Real Numbers & Order of Operations

Before manipulating unknowns, you must operate fluently on numbers. This week refreshes the real-number system, sign rules, and the universal evaluation order (PEMDAS).

The number system in layers

• Naturals (ℕ): 1, 2, 3, …
• Whole numbers: 0, 1, 2, …
• Integers (ℤ): …, −2, −1, 0, 1, 2, …
• Rationals (ℚ): any number expressible as a/b with a, b ∈ ℤ, b ≠ 0. Includes terminating and repeating decimals.
• Irrationals: numbers like π, e, √2 — not expressible as a fraction.
• Reals (ℝ): rationals ∪ irrationals.

Rationals are the only set among these that's closed under all four arithmetic operations (division excluding zero). Naturals aren't closed under subtraction; integers aren't closed under division.

PEMDAS / order of operations

1. Parentheses
2. Exponents
3. Multiplication / Division (left to right)
4. Addition / Subtraction (left to right)

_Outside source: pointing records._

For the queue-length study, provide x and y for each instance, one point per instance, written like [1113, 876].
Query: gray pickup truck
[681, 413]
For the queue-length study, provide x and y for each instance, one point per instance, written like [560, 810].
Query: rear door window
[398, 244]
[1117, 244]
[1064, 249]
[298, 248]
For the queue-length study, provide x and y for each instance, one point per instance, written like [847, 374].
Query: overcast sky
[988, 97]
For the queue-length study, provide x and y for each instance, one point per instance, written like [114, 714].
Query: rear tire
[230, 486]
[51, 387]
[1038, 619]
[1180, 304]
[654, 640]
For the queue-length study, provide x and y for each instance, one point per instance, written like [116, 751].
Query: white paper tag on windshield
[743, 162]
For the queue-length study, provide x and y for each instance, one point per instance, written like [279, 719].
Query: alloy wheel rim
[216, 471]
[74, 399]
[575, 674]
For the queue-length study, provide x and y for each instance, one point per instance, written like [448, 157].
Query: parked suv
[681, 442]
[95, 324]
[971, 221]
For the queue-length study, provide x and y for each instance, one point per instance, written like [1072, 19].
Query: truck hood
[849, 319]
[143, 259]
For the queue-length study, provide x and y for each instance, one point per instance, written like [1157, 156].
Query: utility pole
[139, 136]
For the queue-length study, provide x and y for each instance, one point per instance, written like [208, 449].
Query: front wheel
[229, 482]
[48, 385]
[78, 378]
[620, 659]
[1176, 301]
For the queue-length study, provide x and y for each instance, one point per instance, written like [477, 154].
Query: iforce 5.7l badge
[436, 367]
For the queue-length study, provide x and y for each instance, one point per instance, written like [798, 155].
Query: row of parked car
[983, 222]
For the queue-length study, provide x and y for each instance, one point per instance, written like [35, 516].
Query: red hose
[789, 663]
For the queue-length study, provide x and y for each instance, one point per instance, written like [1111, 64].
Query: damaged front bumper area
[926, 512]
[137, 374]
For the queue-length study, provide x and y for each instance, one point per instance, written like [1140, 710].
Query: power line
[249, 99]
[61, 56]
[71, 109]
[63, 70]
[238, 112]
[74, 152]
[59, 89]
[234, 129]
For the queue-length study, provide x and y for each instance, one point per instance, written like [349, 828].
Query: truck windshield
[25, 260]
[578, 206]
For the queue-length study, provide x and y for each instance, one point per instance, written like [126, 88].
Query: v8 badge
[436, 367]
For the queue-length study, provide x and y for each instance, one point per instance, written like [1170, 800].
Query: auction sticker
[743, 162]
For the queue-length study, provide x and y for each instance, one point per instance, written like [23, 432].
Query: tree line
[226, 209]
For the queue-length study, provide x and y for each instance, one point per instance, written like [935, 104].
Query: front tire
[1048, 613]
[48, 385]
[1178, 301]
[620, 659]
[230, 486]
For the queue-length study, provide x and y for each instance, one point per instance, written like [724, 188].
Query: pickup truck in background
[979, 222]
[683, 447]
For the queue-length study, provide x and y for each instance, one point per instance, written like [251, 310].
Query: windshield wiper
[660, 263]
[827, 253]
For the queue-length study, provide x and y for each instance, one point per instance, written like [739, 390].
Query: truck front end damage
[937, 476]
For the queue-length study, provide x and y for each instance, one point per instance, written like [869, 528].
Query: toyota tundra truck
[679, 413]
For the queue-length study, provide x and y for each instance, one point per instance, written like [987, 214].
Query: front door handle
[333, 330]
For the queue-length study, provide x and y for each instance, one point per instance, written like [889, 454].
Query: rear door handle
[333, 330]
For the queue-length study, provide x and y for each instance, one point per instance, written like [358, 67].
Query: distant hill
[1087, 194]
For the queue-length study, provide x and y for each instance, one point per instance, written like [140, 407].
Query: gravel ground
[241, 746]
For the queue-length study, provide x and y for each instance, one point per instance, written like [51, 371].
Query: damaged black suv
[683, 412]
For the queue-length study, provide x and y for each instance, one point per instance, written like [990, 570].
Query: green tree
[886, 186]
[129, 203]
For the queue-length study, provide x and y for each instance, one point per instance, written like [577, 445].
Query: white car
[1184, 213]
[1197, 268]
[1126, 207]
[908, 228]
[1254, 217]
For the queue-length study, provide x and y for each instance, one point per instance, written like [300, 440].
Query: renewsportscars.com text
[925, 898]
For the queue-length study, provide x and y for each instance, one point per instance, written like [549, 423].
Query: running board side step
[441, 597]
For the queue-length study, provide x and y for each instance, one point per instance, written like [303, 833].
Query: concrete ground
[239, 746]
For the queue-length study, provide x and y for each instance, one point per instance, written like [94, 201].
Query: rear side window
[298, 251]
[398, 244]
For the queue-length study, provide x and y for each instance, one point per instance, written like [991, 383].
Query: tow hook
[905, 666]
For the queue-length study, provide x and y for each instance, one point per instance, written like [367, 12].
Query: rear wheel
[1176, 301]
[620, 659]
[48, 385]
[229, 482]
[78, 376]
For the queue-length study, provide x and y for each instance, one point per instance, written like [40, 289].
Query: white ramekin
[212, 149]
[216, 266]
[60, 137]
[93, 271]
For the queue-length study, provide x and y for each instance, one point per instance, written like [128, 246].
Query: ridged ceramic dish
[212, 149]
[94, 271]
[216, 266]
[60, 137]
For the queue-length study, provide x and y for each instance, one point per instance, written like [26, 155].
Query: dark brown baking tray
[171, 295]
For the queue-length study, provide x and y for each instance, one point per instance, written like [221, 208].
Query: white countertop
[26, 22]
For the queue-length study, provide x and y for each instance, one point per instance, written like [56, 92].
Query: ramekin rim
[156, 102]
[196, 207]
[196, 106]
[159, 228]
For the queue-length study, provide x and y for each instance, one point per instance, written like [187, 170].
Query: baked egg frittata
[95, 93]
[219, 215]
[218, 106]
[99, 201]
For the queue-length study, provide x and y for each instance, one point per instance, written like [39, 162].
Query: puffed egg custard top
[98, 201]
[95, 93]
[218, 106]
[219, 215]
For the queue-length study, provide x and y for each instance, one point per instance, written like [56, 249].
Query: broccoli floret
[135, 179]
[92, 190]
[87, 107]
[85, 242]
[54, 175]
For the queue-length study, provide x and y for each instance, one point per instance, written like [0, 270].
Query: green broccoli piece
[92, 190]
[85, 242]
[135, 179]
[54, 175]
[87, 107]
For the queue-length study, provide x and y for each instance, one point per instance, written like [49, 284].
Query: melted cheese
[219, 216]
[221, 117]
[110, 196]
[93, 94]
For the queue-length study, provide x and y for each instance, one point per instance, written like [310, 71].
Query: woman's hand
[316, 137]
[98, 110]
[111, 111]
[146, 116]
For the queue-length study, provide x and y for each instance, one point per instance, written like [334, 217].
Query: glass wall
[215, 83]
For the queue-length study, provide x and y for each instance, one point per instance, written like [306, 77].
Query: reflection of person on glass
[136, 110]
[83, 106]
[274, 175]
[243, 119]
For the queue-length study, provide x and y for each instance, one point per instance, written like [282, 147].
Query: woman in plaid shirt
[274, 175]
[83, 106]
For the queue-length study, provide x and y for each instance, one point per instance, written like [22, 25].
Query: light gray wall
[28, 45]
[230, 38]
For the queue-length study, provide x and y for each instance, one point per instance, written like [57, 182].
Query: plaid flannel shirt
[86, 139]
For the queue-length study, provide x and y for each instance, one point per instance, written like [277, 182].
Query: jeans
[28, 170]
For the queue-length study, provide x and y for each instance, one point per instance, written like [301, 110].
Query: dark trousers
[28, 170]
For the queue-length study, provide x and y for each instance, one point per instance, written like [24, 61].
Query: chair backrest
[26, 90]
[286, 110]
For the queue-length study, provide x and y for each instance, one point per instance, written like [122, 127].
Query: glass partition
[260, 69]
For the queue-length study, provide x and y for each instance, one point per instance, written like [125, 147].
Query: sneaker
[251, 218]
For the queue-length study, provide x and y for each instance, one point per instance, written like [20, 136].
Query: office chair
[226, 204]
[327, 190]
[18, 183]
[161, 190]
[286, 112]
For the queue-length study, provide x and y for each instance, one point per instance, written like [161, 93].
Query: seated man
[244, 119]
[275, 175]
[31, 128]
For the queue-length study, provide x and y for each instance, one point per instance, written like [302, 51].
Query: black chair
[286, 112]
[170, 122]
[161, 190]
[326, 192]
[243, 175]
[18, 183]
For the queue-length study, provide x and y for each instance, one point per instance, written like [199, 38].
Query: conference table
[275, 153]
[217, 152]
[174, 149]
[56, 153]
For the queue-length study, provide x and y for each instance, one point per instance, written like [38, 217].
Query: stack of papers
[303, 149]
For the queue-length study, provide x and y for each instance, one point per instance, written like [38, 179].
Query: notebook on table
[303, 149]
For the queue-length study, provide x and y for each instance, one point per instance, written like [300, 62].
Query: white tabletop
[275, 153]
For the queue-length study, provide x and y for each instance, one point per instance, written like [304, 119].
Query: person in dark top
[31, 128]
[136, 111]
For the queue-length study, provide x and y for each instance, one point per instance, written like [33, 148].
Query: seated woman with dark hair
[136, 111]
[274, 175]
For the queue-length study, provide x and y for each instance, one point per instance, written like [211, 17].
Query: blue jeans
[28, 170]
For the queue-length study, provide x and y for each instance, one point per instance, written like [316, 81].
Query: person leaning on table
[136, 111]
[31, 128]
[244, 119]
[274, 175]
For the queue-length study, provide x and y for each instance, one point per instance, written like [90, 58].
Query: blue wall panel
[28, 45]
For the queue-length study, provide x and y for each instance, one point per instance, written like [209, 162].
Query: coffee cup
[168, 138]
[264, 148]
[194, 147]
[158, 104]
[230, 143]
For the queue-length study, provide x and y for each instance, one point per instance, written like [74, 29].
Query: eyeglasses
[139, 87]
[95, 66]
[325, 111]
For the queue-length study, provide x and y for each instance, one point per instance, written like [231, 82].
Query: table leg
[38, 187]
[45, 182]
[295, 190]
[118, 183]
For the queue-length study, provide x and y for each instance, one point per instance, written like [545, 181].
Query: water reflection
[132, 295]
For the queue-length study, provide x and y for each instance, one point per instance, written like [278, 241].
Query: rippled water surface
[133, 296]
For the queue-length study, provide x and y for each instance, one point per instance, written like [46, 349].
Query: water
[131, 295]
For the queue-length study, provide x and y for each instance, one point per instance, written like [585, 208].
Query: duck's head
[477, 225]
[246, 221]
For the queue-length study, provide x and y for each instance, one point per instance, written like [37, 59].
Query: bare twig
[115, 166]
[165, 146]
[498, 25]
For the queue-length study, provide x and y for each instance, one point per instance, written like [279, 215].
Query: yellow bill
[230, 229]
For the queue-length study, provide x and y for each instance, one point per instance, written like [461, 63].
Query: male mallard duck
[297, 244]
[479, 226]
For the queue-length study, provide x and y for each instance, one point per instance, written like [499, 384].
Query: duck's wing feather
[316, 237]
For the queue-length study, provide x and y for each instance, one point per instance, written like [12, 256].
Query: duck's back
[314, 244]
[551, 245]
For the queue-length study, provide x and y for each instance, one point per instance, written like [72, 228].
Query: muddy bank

Example: 8 − 2·3² evaluates as 8 − 2·9 = 8 − 18 = −10. The exponent comes before multiplication; multiplication before subtraction.

Sign rules

• Two negatives multiplied or divided yield a positive: (−3)(−4) = 12.
• Subtracting a negative is the same as adding: 7 − (−2) = 9.
• Distribution carries the negative across all terms: −(x − 6) = −x + 6, not −x − 6.

Absolute value

The absolute value of a real number x, written |x|, is its distance from zero on the number line. Distance is never negative, so |x| ≥ 0 always.

Piecewise definition:

$|x|=\{\begin{array}{ll}x& \text{if }x\ge 0\\ -x& \text{if }x<0\end{array}$

So $|5|=5$, $|-7|=7$, $|0|=0$. The bars don't flip a positive number — they strip the sign. A consequence: $\sqrt{x^2}=|x|$, not $x$, because the square root must return a non-negative result.

Distributive property

a(b + c) = ab + ac. The single most-used identity in algebra. Used to expand parentheses, then re-used in reverse to factor. Watch the sign on a: a negative coefficient distributes as a negative to every inner term.

Why this matters

1. Algebraic structure learned. PEMDAS, sign rules, and the distributive property over the real numbers — the grammar of every numerical expression.
2. ML object with the same structure. Loss-function expressions like $\frac{1}{2m}\sum (h(x)-y{)}^2$ are nested arithmetic at scale: parentheses group sums, exponents come before products, and a misplaced sign flips the gradient.
3. Computational payoff. Vectorized array code ((1/(2*m)) * np.sum(...)) evaluates these expressions in parallel across thousands of samples. A precedence slip in the formula cascades into wrong numbers across an entire batch — silent and expensive. PEMDAS discipline on paper transfers directly to bug-free vectorized code.